Esse artigo permite declarar aprovado um projeto de lei, depois de autorizado pelo conselho de ministros, sem votação no parlamento, desde que não seja barrado por uma moção de censura. Ou seja, sem qualquer discussão, e sem considerar as emendas apresentadas pela oposição.

O conselho extraordinário de ministros havia sido convocado no sábado para discutir a crise do coronavírus, que se agravou na França nos últimos dias; a Assembleia Nacional estava esvaziada.

Uma coisa dessas não é admissível, “não às 17 horas de sábado e no final de uma sessão dedicada ao coronavírus!”, disse à Sputnik França outro dirigente da CGT, Benjamin Amar.

Também o deputado da França Insubmissa, François Ruffin, denunciou a “covardia” do governo Macron. “Eles estão sozinhos. Sozinhos contra o Conselho de Estado, sozinhos contra os sindicatos, sozinhos contra dois terços dos franceses que rejeitam essa reforma”. “Vir a usar o 49.3 em uma tarde de sábado, no meio de uma crise de coronavírus, esperando que passe silenciosamente.

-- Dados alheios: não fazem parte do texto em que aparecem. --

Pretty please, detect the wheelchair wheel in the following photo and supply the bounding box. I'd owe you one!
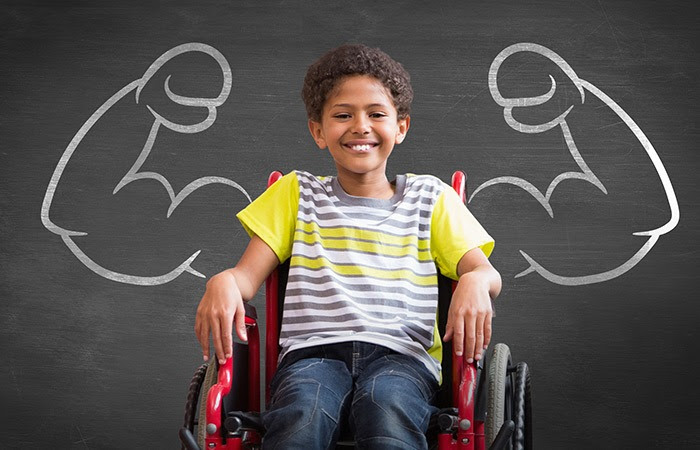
[197,356,219,448]
[484,344,513,449]
[182,364,207,450]
[513,362,532,450]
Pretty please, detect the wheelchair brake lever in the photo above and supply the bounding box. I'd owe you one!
[489,420,515,450]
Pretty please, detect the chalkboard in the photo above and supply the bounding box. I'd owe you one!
[0,0,700,449]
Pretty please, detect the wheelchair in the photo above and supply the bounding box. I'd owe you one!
[179,171,532,450]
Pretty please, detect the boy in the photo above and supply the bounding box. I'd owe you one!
[195,45,501,449]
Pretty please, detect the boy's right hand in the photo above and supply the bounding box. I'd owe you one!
[194,271,248,364]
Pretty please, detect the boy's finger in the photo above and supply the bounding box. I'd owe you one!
[474,317,484,361]
[197,322,209,361]
[484,312,493,350]
[211,324,225,364]
[236,304,248,342]
[452,317,464,356]
[464,316,476,364]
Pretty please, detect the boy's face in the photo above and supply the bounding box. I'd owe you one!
[309,75,410,183]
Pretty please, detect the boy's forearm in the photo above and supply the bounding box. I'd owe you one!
[212,267,260,302]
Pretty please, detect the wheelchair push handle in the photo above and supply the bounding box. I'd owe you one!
[489,420,515,450]
[180,427,201,450]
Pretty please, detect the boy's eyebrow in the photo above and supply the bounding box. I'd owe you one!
[331,103,387,108]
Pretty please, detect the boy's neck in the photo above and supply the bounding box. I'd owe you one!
[338,173,396,199]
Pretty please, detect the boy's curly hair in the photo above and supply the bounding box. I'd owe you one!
[301,44,413,122]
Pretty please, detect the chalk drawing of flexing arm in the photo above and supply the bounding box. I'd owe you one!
[41,42,250,285]
[469,43,680,286]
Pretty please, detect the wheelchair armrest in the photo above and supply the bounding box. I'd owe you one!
[243,302,258,323]
[224,411,265,435]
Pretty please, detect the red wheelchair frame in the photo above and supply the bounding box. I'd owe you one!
[180,171,532,450]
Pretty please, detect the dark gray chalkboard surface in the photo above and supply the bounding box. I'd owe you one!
[0,0,700,449]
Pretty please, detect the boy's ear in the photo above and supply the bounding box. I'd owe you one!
[309,119,328,150]
[396,116,411,144]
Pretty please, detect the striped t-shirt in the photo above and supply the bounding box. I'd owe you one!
[237,171,494,380]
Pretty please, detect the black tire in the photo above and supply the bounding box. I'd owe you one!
[193,357,219,449]
[513,362,532,450]
[484,343,513,449]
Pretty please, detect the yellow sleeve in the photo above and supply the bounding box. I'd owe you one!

Eles acrescentaram ao seu isolamento na França a covardia”, ele disse à CNews.

É a “negação da democracia”, afirmaram manifestantes, apontando que o macronismo tem maioria na Assembleia. Nem discutir eles admitem. Duas moções de censura foram apresentadas após o anúncio do primeiro-ministro, uma de parte dos republicanos, e outra dos partidos de esquerda, PS, PCF e FI.

Poucas horas antes do anúncio do uso do 49.3, a Ópera de Paris já havia anunciado a retomada da greve e o cancelamento das apresentações na noite de sábado na Ópera Garnier e na Ópera Bastille. “As pessoas estão indignadas”, disse Anne Goulier, secretária da CSE da Ópera de Paris. Um novo protesto da Ópera e da Comédia Francesa foi anunciado no domingo, às 17h30, em frente ao teatro Colette em Paris.

Para a deputada da França Insubmissa, Clémentine Autain, é “o neoliberalismo e o autoritarismo de mãos dadas”.

O líder dos republicanos, Damien Abad, considerou a medida “uma negação sem precedentes da democracia na reforma da previdência”.

A França está convulsionada há dois meses e meio pela reforma da previdência pró-bancos de Macron, com as centrais e entidades advertindo que não desistirão até que o governo retire seu malsinado projeto, que tenta impor pensões mais baixas e aumentar a idade de aposentadoria para 65 anos ou mais.  72% da população é contra, de acordo com a pesquisa de opinião BVA, de 21 de fevereiro, que repete o resultado de muitas outras. Nesse contexto, e com as eleições municipais se aproximando, a chantagem do uso do 49.3 é outro sinal do desprezo do governo Macron pelo debate democrático.

Como reiterou Martinez, brandir essa espada de Dâmocles é “uma admissão de fracasso”. “Essa 49.3 é a maneira de continuar afrontando a maioria dos franceses que há meses e meses estão nas ruas contra essa reforma”.